Like a tomcat on the prowl, Ermine slunk around the corner of her supervisor’s office door and quietly shut it behind her. The office was deserted for lunch and Atlas had taken a rare break. It was now or never. She carefully opened the top right desk drawer and gingerly placed the mouse trap well into the shadows. The trap was set with Limburger, the smelliest cheese she could find. As she bent to listen, Ermine closed the drawer in short increments to be sure the trap remained ready to snap. Satisfied with her efforts, she slipped from Atlas’ office undetected.
“Ermine, where’s my lunch, please?” the speaker on her desk crackled to life with Atlas’ thin voice.
Ermine pressed the intercom button and sweetly purred, “Oh, since you were out, I put it in your desk drawer to keep it fresh.”
“Ah, thank you Ermine, that’ll be all.”
Still waffling over the decision of who would be fired, Atlas slipped open the drawer to his desk, which had begun telegraphing the delicious scent of cheese toward his twitchy little nose.
“SNAP! YEEEOOOWWWWWWeeeeeeeeee! Thhrrrrrruuuuuppppppffftt!”
The pain was so sudden and intense, Atlas to let go a scream followed by a noisy stream of flatulence.
For the second time in five minutes the intercom on Ermine’s desk crackled to life.

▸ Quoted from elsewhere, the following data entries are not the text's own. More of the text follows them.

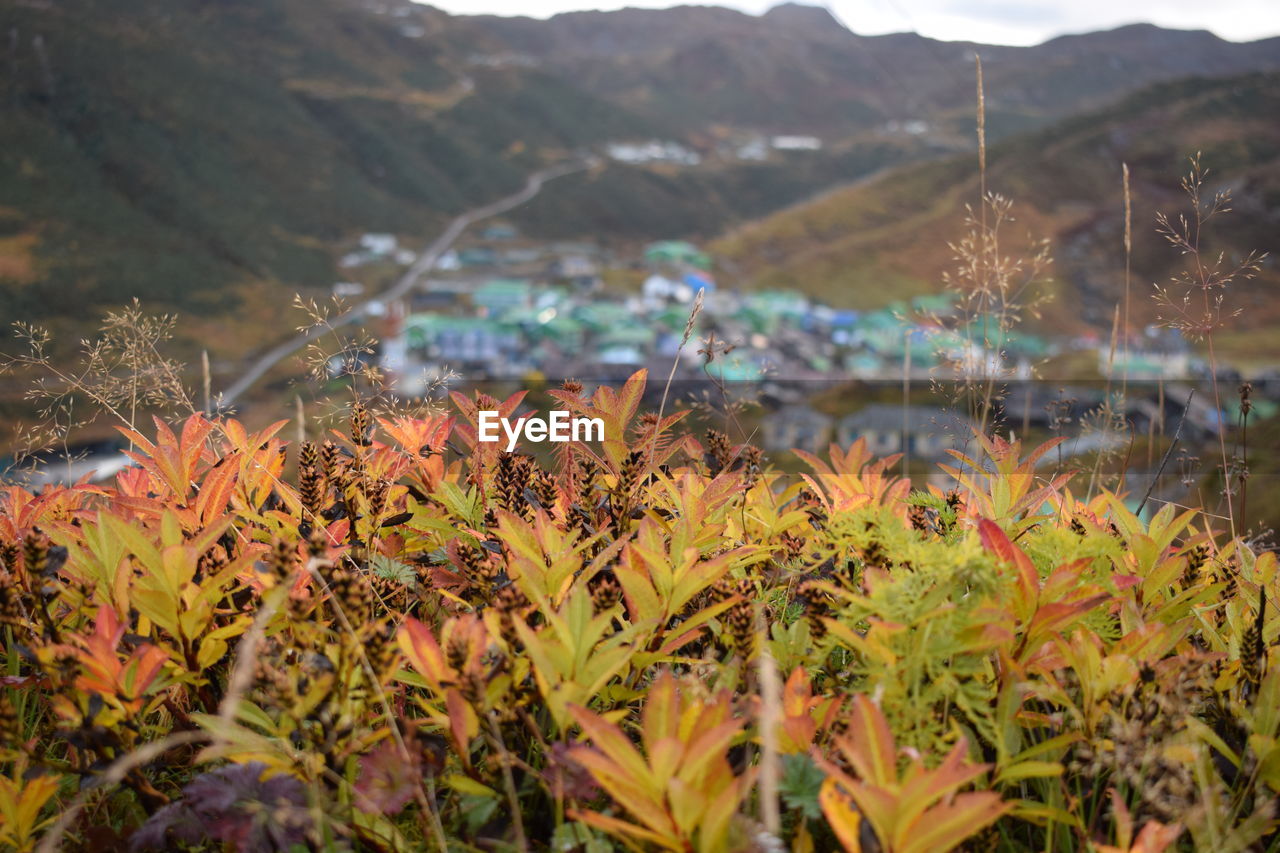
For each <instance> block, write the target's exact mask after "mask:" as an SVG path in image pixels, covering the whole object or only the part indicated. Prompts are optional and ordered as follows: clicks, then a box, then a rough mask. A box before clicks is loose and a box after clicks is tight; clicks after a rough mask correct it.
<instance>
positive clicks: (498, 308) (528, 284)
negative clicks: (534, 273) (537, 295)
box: [471, 278, 534, 316]
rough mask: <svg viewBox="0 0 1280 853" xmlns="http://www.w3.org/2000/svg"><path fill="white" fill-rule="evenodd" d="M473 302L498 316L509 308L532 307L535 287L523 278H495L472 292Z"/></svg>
mask: <svg viewBox="0 0 1280 853" xmlns="http://www.w3.org/2000/svg"><path fill="white" fill-rule="evenodd" d="M471 304H472V305H475V306H476V307H477V309H480V310H481V311H484V313H486V314H488V315H489V316H498V315H500V314H502V313H503V311H507V310H509V309H526V307H532V304H534V288H532V286H531V284H530V283H529V282H527V280H525V279H522V278H494V279H490V280H488V282H485V283H484V284H481V286H480V287H477V288H476V289H474V291H472V292H471Z"/></svg>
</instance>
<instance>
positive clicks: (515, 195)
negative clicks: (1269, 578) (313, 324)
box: [215, 159, 595, 411]
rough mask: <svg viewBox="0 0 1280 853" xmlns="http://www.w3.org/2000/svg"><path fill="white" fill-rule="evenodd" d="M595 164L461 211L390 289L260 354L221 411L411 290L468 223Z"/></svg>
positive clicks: (577, 160)
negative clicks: (462, 213)
mask: <svg viewBox="0 0 1280 853" xmlns="http://www.w3.org/2000/svg"><path fill="white" fill-rule="evenodd" d="M594 164H595V160H594V159H585V160H584V159H580V160H573V161H570V163H562V164H559V165H556V167H549V168H547V169H541V170H539V172H535V173H534V174H531V175H529V179H527V181H526V182H525V186H524V188H522V190H520V191H518V192H515V193H512V195H509V196H506V197H504V199H499V200H497V201H493V202H490V204H486V205H483V206H480V207H475V209H472V210H468V211H466V213H463V214H460V215H458V216H456V218H454V219H453V222H451V223H449V225H448V228H445V229H444V232H442V233H440V236H439V237H436V238H435V240H434V241H431V243H429V245H428V246H426V248H424V250H422V252H421V254H420V255H419V256H417V260H415V261H413V264H412V265H411V266H410V268H408V269H407V270H404V274H403V275H401V277H399V279H398V280H397V282H396V283H394V284H392V287H389V288H388V289H387V291H384V292H381V293H379V295H376V296H371V297H370V298H367V300H365V301H364V302H360V304H357V305H355V306H352V307H351V309H348V310H347V311H344V313H342V314H339V315H338V316H335V318H333V319H332V320H329V323H326V324H325V325H317V327H312V328H310V329H307V330H306V332H303V333H301V334H298V336H297V337H294V338H291V339H288V341H285V342H284V343H282V345H279V346H276V347H274V348H271V350H269V351H268V352H265V353H264V355H261V356H259V359H257V360H255V361H253V364H252V365H250V368H248V369H247V370H246V371H244V373H243V374H241V377H239V378H238V379H237V380H236V382H233V383H232V384H230V386H229V387H228V388H227V389H225V391H224V392H221V393H220V394H218V397H216V400H215V407H216V409H218V410H219V411H224V410H227V409H228V407H229V406H232V405H233V403H234V402H236V401H237V400H238V398H239V397H241V396H243V394H244V392H246V391H248V389H250V388H251V387H253V383H255V382H257V380H259V379H261V378H262V377H264V375H265V374H266V371H268V370H270V369H271V368H274V366H275V365H278V364H279V362H280V361H283V360H284V359H287V357H288V356H289V355H292V353H294V352H297V351H298V350H301V348H302V347H305V346H306V345H308V343H311V342H312V341H315V339H317V338H320V337H323V336H325V334H329V332H332V330H333V329H337V328H339V327H343V325H349V324H352V323H356V321H357V320H360V319H362V318H364V316H365V314H366V313H367V310H369V309H370V306H372V305H374V304H375V302H389V301H393V300H398V298H401V297H402V296H404V295H406V293H408V292H410V291H411V289H413V287H415V286H416V284H417V282H419V279H421V278H422V277H424V275H426V274H428V273H429V272H431V269H433V268H434V266H435V263H436V261H438V260H439V259H440V255H443V254H444V252H445V251H447V250H448V248H449V246H452V245H453V241H456V240H457V238H458V237H460V236H462V232H463V231H466V229H467V227H468V225H471V224H474V223H476V222H480V220H481V219H488V218H489V216H497V215H498V214H502V213H507V211H508V210H512V209H513V207H518V206H520V205H522V204H525V202H526V201H529V200H531V199H532V197H534V196H536V195H538V193H539V192H540V191H541V188H543V184H545V183H547V182H548V181H554V179H556V178H561V177H564V175H567V174H572V173H575V172H582V170H585V169H589V168H591V167H593V165H594Z"/></svg>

“Ermine, could you come into my office?” Atlas squeezed out the request as calmly as he could given the intense pain clamoring through his right hand and up to his brain.
“Right away,” Ermine purred and clicked off.
She’d barely gotten the door to his office closed when Atlas pointed the mousetrap, still clamped to three of his mangled fingers at Ermine, his best auditor, and ask, “Do you know anything about this?”
“About — whaa….whaaaat’s that smell?” Ermine demanded, waving a hand in front of her face.
“Don’t play cat and mouse with me, Ermine! This!” Choosing to ignore the obvious question hanging in the air, he shook the mousetrap firmly attached to his hand at her and grimaced again.
Ermine looked out the window, distracted by a robin. Office politics were usually such a bore. “Well, are you going to fire me or not?” she sighed, hiding behind a subterfuge of boredom.
Not for the first time that day, Altas felt backed into a corner. “Get out! And no more lunch runs for you!” Atlas shouted, turning slightly to cover a tiny smile.
He would never let Ermine know how much he enjoyed playing cat and mouse with her no matter how many times he lost the game.